Song-Shaped Absence in a Soundtracked World

(2019)

Instrumentation: flute, clarinet, piano
Duration: 7:30

Note

Intended for a program that centered around themes connected to Paris, I found myself with a kind of license to make use of a soundworld I associate with the luxuriating and ecstatic harmonic palette of composer Olivier Messiaen. This association informs the middle part, or B section, of the piece. Another influence here involves the simple act of playing the flute. I grew up playing the flute, have deep muscle memories connected to it, and the opportunity to write for Mimi Stillman naturally summoned this past experience. One of my favorite pieces to play was C.P.E. Bach’s Sonata in A minor, and the opening of that piece has made its way into this work. It operates as a ghost, and perhaps represents a sort of nostalgia, though it also connects with a broader, overarching idea, which has to do with an urge to reflect on the extent to which in the twenty-first century we all inhabit a soundtracked world.

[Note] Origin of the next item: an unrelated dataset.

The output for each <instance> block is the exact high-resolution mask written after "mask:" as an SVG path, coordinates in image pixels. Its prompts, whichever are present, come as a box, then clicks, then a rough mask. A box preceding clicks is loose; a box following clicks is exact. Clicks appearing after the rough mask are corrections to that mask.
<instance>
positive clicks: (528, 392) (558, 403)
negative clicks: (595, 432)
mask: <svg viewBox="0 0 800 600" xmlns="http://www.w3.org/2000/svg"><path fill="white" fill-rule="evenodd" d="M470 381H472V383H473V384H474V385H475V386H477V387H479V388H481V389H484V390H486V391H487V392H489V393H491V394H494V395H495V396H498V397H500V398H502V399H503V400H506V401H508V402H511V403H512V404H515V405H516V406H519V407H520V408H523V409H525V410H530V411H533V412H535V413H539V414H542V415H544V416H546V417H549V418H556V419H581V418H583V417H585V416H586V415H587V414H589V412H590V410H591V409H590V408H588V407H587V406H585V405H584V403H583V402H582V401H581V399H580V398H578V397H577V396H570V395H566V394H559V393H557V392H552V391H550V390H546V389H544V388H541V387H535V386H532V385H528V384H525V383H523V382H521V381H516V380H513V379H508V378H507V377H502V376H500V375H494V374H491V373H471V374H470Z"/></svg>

I’m fascinated by the question of what music may have sounded like in, say, the world of C.P.E. Bach, a world in which there was no constant piping in of soundtracks, no backing tracks. A world in which noise was a certainly different matter, as perhaps was silence. The Bach piece that I loved to play is to some extent made of simple minor triads, and these are the same musical objects with which I associate a lot of the background music I hear these days. Think, for example, of the seductively windswept music that accompanies the opening credits for the tv show Downton Abbey. What does it mean that these musical materials are the same and yet used to such different purpose? Or is the purpose not so very different? On the one hand, it’s easy to push a minor triad in the direction of something you might hear while on hold for the dentist, something utterly generic, ignorable, or melodramatic, and on the other hand very possible to go for something pointedly expressive and foregrounded. It’s with this spectrum in mind that I hope to suggest multiple musical possibilities, to blur the boundaries thereof, and also to invoke the notion of absence. To wonder if something is missing, or lost, or not yet found.

 

Song-Shaped Absence in a Soundtracked World was commissioned by Mimi Stillman and Dolce Suono Ensemble and premiered by Mimi Stillman, Ricardo Morales, and Charles Abramovic on April 28, 2019 at Old Pine Street Presbyterian Church in Philadelphia, PA.